Synergistic utilization of industrial solid wastes: Extraction of valuable metals from tungsten leaching residue by photovoltaic sawing waste

Solid waste challenges in both the tungsten and photovoltaic industries present significant barriers to achieving carbon neutrality. This study introduces an innovative strategy for the efficient extraction of valuable metals from hazardous tungsten leaching residue (W-residue) by leveraging photovoltaic silicon kerf waste (SKW) as a silicothermic reducing agent. W-residue contains 26.2% valuable metal oxides (WO₃, CoO, Nb₂O₅, and Ta₂O₅) and other refractory oxides (SiO₂, TiO₂, etc.), while micron-sized SKW contains 91.9% Si with a surface oxide layer. The impact of SKW addition on the silicothermic reduction process for valuable metal oxides in W-residue was investigated. Incorporating SKW and Na₂CO₃ flux enables valuable metal oxides from W-residue to be effectively reduced and enriched as a valuable alloy phase, with unreduced refractory oxides forming a harmless slag phase during the Na₂O-SiO₂-TiO₂ slag refining process.
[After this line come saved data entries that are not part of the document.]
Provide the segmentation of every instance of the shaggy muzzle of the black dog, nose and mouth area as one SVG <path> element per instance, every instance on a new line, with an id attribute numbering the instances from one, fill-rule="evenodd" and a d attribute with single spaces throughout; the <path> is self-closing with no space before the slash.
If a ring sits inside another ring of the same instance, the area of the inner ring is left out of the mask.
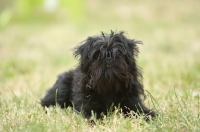
<path id="1" fill-rule="evenodd" d="M 118 59 L 106 58 L 103 62 L 97 60 L 89 67 L 89 73 L 92 75 L 91 83 L 112 84 L 117 80 L 124 82 L 129 76 L 128 72 L 128 65 L 122 57 L 118 57 Z"/>

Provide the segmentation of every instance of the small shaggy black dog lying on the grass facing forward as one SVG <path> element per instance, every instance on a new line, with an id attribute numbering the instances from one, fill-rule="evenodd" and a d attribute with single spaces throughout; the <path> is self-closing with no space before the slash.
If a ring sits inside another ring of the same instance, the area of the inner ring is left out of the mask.
<path id="1" fill-rule="evenodd" d="M 123 32 L 88 37 L 74 52 L 80 64 L 59 75 L 41 100 L 42 106 L 74 106 L 86 118 L 91 117 L 92 111 L 100 118 L 108 114 L 111 106 L 120 107 L 124 115 L 134 111 L 154 117 L 155 113 L 140 98 L 145 95 L 135 59 L 139 43 L 126 38 Z"/>

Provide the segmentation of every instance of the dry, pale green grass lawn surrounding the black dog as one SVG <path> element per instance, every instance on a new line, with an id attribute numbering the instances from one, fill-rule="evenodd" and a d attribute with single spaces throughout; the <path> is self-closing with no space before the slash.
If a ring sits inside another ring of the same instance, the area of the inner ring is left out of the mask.
<path id="1" fill-rule="evenodd" d="M 107 2 L 88 0 L 86 19 L 80 23 L 58 18 L 12 23 L 0 30 L 0 131 L 200 131 L 199 2 Z M 147 90 L 145 104 L 159 116 L 147 123 L 115 112 L 92 127 L 70 108 L 50 108 L 45 114 L 40 98 L 59 73 L 77 65 L 71 49 L 110 29 L 143 41 L 138 64 Z"/>

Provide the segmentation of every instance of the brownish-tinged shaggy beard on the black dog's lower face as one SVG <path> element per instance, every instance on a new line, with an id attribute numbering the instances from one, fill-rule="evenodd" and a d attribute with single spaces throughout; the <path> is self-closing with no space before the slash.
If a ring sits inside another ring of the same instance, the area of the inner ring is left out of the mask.
<path id="1" fill-rule="evenodd" d="M 129 67 L 122 57 L 114 60 L 109 67 L 105 62 L 97 60 L 92 63 L 88 73 L 90 76 L 88 85 L 100 93 L 120 92 L 121 86 L 128 87 L 132 78 Z"/>

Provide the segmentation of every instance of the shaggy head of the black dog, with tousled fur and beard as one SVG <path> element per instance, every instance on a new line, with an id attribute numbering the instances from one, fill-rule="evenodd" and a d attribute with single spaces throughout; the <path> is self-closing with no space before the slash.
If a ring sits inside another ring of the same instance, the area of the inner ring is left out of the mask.
<path id="1" fill-rule="evenodd" d="M 99 92 L 121 91 L 122 86 L 142 89 L 135 59 L 139 43 L 128 39 L 124 32 L 88 37 L 76 48 L 75 56 L 80 56 L 80 69 L 89 88 Z"/>

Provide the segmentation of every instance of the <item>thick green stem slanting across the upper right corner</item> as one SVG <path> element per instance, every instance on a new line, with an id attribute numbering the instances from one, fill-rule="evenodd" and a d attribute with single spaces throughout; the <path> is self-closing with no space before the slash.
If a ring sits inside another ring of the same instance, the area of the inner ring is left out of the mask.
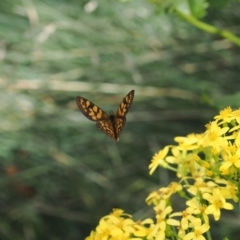
<path id="1" fill-rule="evenodd" d="M 223 38 L 226 38 L 228 39 L 229 41 L 237 44 L 238 46 L 240 46 L 240 38 L 237 37 L 236 35 L 232 34 L 231 32 L 228 32 L 226 30 L 221 30 L 221 29 L 218 29 L 212 25 L 209 25 L 207 23 L 204 23 L 204 22 L 201 22 L 199 21 L 198 19 L 196 19 L 195 17 L 193 17 L 192 15 L 187 15 L 187 14 L 184 14 L 183 12 L 181 11 L 178 11 L 176 10 L 175 13 L 181 17 L 182 19 L 184 19 L 185 21 L 187 22 L 190 22 L 192 25 L 206 31 L 206 32 L 209 32 L 209 33 L 212 33 L 212 34 L 216 34 L 216 35 L 219 35 Z"/>

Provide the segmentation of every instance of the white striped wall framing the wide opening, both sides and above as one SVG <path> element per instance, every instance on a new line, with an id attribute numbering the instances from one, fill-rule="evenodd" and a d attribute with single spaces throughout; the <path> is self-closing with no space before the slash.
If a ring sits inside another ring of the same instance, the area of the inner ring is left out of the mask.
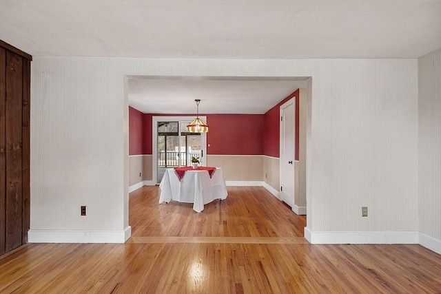
<path id="1" fill-rule="evenodd" d="M 123 76 L 312 76 L 307 229 L 418 231 L 418 61 L 34 57 L 31 229 L 127 228 Z M 309 95 L 308 95 L 309 96 Z M 79 217 L 87 204 L 89 215 Z M 361 217 L 361 207 L 369 217 Z"/>

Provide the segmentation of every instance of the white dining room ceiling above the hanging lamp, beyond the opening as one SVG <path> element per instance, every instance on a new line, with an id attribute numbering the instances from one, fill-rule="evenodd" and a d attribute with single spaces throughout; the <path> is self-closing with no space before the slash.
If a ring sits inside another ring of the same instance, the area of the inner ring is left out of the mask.
<path id="1" fill-rule="evenodd" d="M 143 113 L 265 114 L 307 78 L 130 78 L 129 104 Z"/>

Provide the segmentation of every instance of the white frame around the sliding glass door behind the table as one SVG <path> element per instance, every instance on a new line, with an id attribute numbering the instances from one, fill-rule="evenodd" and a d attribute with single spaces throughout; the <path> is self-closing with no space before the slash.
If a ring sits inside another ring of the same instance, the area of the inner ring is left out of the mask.
<path id="1" fill-rule="evenodd" d="M 201 120 L 207 121 L 207 116 L 199 116 Z M 152 182 L 157 184 L 158 171 L 158 123 L 167 121 L 177 121 L 179 123 L 194 120 L 193 116 L 153 116 L 152 117 Z M 201 149 L 203 150 L 203 158 L 201 158 L 201 165 L 206 165 L 207 160 L 207 133 L 201 133 Z"/>

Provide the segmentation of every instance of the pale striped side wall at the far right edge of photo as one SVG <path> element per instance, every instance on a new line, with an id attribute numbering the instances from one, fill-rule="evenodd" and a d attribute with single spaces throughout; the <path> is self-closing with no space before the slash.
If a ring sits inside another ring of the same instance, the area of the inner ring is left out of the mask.
<path id="1" fill-rule="evenodd" d="M 418 60 L 418 90 L 420 231 L 441 240 L 441 50 Z"/>

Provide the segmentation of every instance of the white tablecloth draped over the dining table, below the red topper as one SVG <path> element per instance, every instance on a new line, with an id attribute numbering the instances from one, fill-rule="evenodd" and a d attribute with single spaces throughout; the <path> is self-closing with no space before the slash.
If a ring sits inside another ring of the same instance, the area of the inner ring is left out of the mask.
<path id="1" fill-rule="evenodd" d="M 159 204 L 164 201 L 168 203 L 170 200 L 193 203 L 193 209 L 197 212 L 203 211 L 204 204 L 215 199 L 227 198 L 223 172 L 217 167 L 212 178 L 209 177 L 208 171 L 189 170 L 185 171 L 181 181 L 174 169 L 167 169 L 159 187 Z"/>

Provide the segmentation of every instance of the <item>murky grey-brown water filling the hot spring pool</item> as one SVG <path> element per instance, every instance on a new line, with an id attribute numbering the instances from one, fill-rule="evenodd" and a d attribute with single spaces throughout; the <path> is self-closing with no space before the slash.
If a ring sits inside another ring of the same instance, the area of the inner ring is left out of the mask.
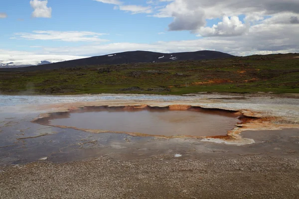
<path id="1" fill-rule="evenodd" d="M 49 124 L 162 136 L 227 135 L 240 121 L 229 112 L 148 109 L 73 112 L 57 117 L 52 116 Z"/>

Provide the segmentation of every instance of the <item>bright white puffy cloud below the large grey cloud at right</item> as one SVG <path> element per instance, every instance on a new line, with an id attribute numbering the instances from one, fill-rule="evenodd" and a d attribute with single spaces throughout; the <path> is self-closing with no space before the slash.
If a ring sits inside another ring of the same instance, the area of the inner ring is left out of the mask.
<path id="1" fill-rule="evenodd" d="M 208 36 L 238 36 L 245 33 L 247 26 L 239 20 L 238 16 L 223 16 L 222 21 L 212 27 L 201 27 L 198 33 L 203 37 Z"/>

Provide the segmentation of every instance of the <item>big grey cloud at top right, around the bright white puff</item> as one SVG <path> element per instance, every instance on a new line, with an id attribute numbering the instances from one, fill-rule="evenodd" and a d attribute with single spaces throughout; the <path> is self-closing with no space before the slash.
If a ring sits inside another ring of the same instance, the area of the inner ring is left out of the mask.
<path id="1" fill-rule="evenodd" d="M 172 17 L 173 21 L 168 25 L 169 30 L 200 30 L 206 26 L 206 19 L 215 19 L 223 15 L 228 17 L 244 15 L 247 22 L 263 20 L 265 16 L 271 17 L 277 13 L 299 13 L 298 0 L 160 0 L 168 3 L 156 10 L 154 17 Z M 234 19 L 234 18 L 233 18 Z M 231 21 L 233 22 L 233 21 Z M 238 21 L 235 21 L 238 22 Z M 289 22 L 297 23 L 297 18 L 289 18 Z M 215 24 L 208 32 L 216 32 L 219 26 Z M 242 24 L 236 24 L 230 35 L 239 35 Z M 232 30 L 232 28 L 230 28 Z M 203 30 L 202 30 L 203 31 Z M 242 32 L 242 31 L 241 31 Z M 209 34 L 208 34 L 209 35 Z M 211 34 L 214 36 L 215 34 Z M 222 34 L 227 36 L 227 34 Z"/>

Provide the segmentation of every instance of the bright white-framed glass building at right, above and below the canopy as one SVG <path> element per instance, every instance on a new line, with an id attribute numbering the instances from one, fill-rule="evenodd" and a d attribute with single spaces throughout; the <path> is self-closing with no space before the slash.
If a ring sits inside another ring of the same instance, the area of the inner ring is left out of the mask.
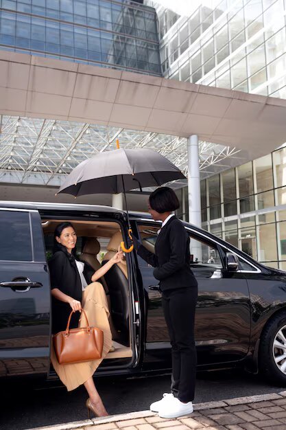
<path id="1" fill-rule="evenodd" d="M 147 3 L 166 78 L 286 98 L 285 0 L 210 0 L 188 16 Z M 286 270 L 286 146 L 202 180 L 201 206 L 204 229 Z"/>

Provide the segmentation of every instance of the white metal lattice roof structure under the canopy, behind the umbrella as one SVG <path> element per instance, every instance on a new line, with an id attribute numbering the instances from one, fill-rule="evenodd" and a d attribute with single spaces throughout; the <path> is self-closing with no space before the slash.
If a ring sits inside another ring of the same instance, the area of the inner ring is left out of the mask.
<path id="1" fill-rule="evenodd" d="M 66 174 L 97 152 L 152 148 L 187 175 L 187 139 L 126 128 L 60 120 L 0 116 L 0 181 L 59 186 Z M 202 178 L 248 160 L 243 150 L 200 142 Z M 174 184 L 175 185 L 175 184 Z M 184 181 L 176 182 L 176 188 Z"/>

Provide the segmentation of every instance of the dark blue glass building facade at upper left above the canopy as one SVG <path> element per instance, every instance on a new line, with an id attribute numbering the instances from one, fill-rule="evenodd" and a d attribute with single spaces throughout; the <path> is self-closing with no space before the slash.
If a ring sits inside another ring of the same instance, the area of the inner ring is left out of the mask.
<path id="1" fill-rule="evenodd" d="M 0 0 L 0 49 L 161 76 L 156 12 L 135 1 Z"/>

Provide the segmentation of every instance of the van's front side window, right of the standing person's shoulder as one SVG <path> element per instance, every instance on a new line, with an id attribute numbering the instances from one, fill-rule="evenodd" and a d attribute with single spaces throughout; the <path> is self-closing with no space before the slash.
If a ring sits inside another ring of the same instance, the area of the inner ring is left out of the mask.
<path id="1" fill-rule="evenodd" d="M 215 244 L 190 236 L 191 265 L 222 269 L 222 259 Z"/>

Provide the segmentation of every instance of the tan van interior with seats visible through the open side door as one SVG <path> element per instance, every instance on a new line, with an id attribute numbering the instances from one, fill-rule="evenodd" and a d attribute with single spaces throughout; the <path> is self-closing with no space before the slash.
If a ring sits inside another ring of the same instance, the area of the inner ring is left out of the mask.
<path id="1" fill-rule="evenodd" d="M 111 221 L 42 220 L 47 261 L 53 254 L 53 231 L 63 221 L 70 221 L 78 236 L 78 259 L 88 263 L 95 271 L 106 264 L 118 251 L 123 240 L 120 225 Z M 126 259 L 114 264 L 99 282 L 104 286 L 110 310 L 112 346 L 106 359 L 132 357 L 130 339 L 130 285 Z"/>

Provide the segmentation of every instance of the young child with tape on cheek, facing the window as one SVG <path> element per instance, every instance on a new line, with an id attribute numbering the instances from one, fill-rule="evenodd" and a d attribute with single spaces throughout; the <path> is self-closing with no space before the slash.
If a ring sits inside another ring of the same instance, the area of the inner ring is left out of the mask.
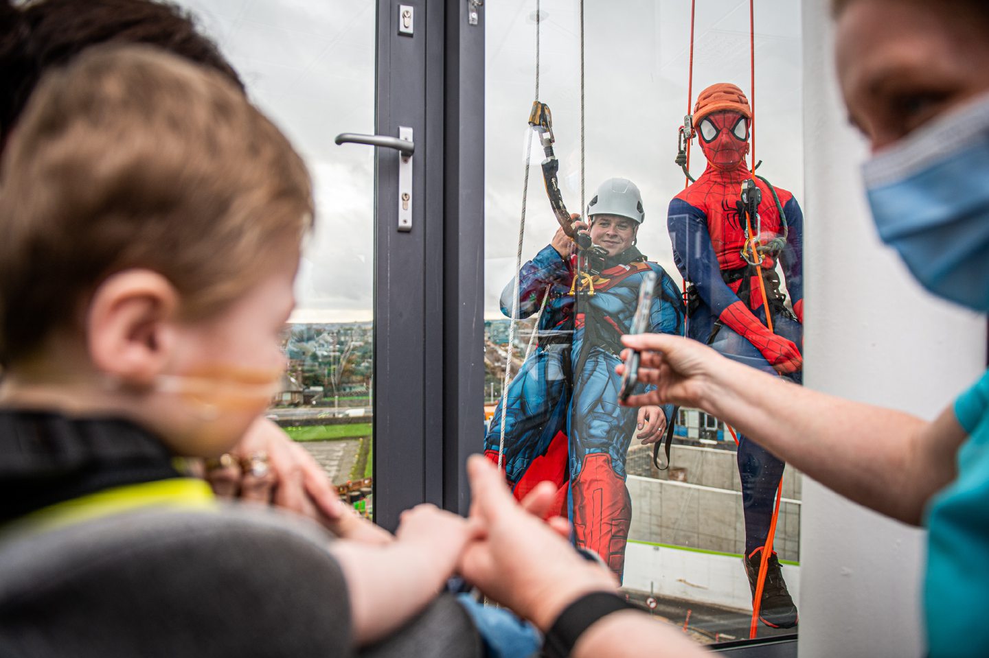
<path id="1" fill-rule="evenodd" d="M 337 655 L 439 605 L 465 520 L 330 542 L 177 465 L 265 410 L 312 217 L 302 160 L 220 73 L 97 47 L 34 92 L 0 162 L 0 653 Z"/>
This process achieved an overall recovery yield of valuable metals of 91.7%, with individual recovery yields of W, Co, and Nb exceeding 90% with the addition of 8 wt.% SKW. This innovative approach not only achieves high-value recovery from W-residue and utilization of SKW but also minimizes environmental impact through an efficient and eco-friendly recycling pathway. The strategy contributes significantly to the establishment of a resource-efficient circular economy, wherein the recovered high-value alloy phase return to the tungsten supply chain, and the harmless slag phase become raw materials for microcrystalline glass production.